111 LearnersLast updated on May 26th, 2025
Cube Root of 753571
A number we multiply by itself three times to get the original number is its cube root. It has various uses in real life, such as finding the volume of cube-shaped objects and designing structures. We will now find the cube root of 753571 and explain the methods used.
What is the Cube Root of 753571?
We have learned the definition of the cube root. Now, let’s learn how it is represented using a symbol and exponent. The symbol we use to express the cube root is the radical sign (∛), and the exponent we use is ⅓.
In exponential form, ∛753571 is written as 753571(1/3). The cube root is just the opposite operation of finding the cube of a number. For example: Assume ‘y’ as the cube root of 753571, then y3 can be 753571. The cube root of 753571 is an exact value since 753571 is a perfect cube, and we can write it as 91.

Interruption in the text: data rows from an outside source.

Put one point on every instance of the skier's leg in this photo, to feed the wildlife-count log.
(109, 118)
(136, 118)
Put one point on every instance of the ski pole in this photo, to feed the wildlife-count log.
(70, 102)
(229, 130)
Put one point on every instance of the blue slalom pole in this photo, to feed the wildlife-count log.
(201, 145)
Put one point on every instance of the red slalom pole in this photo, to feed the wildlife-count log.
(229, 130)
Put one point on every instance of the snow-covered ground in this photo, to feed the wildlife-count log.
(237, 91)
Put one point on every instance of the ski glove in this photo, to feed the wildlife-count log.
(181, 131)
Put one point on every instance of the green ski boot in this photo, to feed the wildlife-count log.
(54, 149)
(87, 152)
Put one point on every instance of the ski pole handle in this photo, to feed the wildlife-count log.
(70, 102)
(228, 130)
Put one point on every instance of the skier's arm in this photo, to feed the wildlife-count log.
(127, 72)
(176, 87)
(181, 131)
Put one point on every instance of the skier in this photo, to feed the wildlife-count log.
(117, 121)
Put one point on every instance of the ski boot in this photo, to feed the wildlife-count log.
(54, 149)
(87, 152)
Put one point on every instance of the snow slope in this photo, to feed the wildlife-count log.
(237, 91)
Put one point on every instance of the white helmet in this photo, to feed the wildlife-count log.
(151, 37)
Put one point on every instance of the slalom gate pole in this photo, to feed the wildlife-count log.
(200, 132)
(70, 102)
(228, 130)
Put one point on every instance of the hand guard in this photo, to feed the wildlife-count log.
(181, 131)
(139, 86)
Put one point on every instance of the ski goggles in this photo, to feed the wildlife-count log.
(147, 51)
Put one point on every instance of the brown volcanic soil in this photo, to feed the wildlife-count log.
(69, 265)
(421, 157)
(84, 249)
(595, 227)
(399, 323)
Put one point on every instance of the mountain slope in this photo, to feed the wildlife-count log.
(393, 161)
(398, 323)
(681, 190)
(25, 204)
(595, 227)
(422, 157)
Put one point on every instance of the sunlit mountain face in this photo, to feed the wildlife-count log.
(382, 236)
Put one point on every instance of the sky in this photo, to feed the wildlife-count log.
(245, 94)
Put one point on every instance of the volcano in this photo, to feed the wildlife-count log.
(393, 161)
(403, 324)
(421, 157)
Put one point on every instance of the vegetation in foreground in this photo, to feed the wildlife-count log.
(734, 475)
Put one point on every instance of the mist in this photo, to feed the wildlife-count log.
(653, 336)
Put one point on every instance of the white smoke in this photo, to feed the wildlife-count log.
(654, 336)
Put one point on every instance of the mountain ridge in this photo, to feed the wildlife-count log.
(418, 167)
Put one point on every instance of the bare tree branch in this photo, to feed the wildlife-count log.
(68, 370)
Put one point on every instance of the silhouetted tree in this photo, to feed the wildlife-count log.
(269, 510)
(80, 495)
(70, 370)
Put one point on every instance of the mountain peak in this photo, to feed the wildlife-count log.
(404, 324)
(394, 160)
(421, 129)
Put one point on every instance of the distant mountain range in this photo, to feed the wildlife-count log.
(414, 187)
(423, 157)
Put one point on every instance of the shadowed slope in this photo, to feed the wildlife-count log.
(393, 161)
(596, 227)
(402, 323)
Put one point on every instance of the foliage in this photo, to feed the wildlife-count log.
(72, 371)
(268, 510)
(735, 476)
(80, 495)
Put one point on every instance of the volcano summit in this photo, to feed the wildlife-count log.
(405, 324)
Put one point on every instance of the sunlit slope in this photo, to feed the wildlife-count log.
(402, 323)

Finding the Cube Root of 753571
Finding the cube root of a number is to identify the number that must be multiplied three times resulting in the target number. Now, we will go through the different ways to find the cube root of 753571. The common methods we follow to find the cube root are given below:
- Prime factorization method
- Approximation method
- Subtraction method
- Halley’s method
To find the cube root of a perfect number, we often follow the prime factorization method. Since 753571 is a perfect cube, we can use this method.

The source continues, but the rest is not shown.